Well , no . Lucky for us – and the hiss of Peru – we do n’t call for to reap guano any longer . “ Fritz Haber , a German pill roller , discovered a chemic reaction in the other 1900s [ … ] whereby he could use molecular nitrogen gas from the ambiance [ and ] combine it with H in a very muscularity intensive chemical substance response to get ammonia , ” Betancourt explain to Science News .

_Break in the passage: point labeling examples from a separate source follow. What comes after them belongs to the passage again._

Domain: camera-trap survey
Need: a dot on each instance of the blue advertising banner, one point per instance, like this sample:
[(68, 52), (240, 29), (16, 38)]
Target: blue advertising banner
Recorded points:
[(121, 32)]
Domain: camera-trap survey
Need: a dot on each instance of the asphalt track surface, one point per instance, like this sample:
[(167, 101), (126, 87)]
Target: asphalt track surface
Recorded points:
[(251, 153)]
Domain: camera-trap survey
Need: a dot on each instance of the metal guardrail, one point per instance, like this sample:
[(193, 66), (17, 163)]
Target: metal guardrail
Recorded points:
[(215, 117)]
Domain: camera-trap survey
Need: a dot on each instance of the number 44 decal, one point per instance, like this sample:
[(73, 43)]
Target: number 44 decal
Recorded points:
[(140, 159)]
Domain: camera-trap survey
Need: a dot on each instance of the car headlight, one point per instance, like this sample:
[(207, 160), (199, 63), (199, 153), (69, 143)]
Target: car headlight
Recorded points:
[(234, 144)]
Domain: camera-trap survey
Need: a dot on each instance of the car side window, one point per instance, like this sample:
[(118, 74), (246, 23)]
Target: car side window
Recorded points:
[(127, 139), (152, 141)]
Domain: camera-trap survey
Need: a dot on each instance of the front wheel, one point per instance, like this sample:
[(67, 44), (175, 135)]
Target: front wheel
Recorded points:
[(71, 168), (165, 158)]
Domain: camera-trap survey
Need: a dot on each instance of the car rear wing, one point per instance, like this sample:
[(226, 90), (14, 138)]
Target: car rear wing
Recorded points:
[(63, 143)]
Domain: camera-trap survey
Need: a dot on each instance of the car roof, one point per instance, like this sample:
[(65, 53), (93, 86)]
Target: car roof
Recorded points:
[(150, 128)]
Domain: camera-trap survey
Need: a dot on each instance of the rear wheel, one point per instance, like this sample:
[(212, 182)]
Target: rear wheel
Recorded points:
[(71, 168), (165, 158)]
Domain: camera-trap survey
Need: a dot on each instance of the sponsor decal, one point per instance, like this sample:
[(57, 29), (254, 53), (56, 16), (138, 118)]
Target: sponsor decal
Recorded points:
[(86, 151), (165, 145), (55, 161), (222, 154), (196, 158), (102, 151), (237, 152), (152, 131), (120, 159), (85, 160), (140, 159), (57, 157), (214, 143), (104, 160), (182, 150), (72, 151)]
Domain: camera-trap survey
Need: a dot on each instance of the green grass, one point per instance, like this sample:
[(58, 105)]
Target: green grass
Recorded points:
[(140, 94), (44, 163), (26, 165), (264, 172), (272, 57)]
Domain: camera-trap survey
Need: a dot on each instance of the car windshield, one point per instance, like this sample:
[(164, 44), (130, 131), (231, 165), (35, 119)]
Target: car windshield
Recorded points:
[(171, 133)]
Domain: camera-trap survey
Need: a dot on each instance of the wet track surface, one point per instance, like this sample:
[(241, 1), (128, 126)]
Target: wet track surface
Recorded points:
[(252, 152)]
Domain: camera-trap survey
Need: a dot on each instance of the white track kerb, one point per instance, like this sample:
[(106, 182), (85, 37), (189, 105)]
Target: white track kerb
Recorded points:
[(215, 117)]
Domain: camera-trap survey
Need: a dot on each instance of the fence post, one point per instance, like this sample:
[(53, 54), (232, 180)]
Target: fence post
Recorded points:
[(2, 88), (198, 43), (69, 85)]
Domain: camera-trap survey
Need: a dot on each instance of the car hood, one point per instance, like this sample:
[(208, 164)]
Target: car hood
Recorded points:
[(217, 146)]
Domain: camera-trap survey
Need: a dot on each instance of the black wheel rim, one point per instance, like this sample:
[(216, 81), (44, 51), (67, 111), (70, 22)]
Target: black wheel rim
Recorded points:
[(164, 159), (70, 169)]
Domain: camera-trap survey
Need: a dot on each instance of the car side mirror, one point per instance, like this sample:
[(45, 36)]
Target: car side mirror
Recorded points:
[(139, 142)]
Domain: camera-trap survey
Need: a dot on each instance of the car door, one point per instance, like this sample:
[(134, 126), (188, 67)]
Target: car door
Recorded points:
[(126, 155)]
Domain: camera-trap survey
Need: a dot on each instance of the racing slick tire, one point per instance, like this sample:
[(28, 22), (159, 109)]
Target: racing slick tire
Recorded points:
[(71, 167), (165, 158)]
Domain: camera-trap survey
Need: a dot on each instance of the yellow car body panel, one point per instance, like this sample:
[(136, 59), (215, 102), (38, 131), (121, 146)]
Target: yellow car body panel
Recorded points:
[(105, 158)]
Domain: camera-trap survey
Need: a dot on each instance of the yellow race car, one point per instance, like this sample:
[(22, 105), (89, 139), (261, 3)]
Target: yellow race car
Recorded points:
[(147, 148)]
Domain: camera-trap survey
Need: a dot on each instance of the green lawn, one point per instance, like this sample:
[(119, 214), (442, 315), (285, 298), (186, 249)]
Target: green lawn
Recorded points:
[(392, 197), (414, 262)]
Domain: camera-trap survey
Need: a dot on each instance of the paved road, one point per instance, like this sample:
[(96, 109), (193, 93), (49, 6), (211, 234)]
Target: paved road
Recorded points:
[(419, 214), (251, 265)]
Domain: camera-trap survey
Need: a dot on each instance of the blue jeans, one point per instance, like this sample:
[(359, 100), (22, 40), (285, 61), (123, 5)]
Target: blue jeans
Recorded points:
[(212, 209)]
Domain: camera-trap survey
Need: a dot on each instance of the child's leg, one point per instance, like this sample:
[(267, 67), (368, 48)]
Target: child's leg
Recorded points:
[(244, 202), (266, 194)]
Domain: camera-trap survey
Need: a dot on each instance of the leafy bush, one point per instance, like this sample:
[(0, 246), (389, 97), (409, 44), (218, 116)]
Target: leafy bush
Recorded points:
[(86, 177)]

“ Basically , he discovered the way to synthesise synthetic fertilizer from nitrogen in the tune , ” he sound out , “ which is , to this day , the process whereby most synthetic plant food in the public is produced . ” Today , pretty much the only farmers using Peruvian guano are in Peru – they “ apply it to coffee bean , ” Betancourt said , which “ gets exported to Europe and to the US . ”
But that happy conclusion may not last . The world may not need guano any longer – butit does take atomic number 3 , and lots of it . And one of the best places to get that special mineral is … well , middling much exactly the same area as all that guano .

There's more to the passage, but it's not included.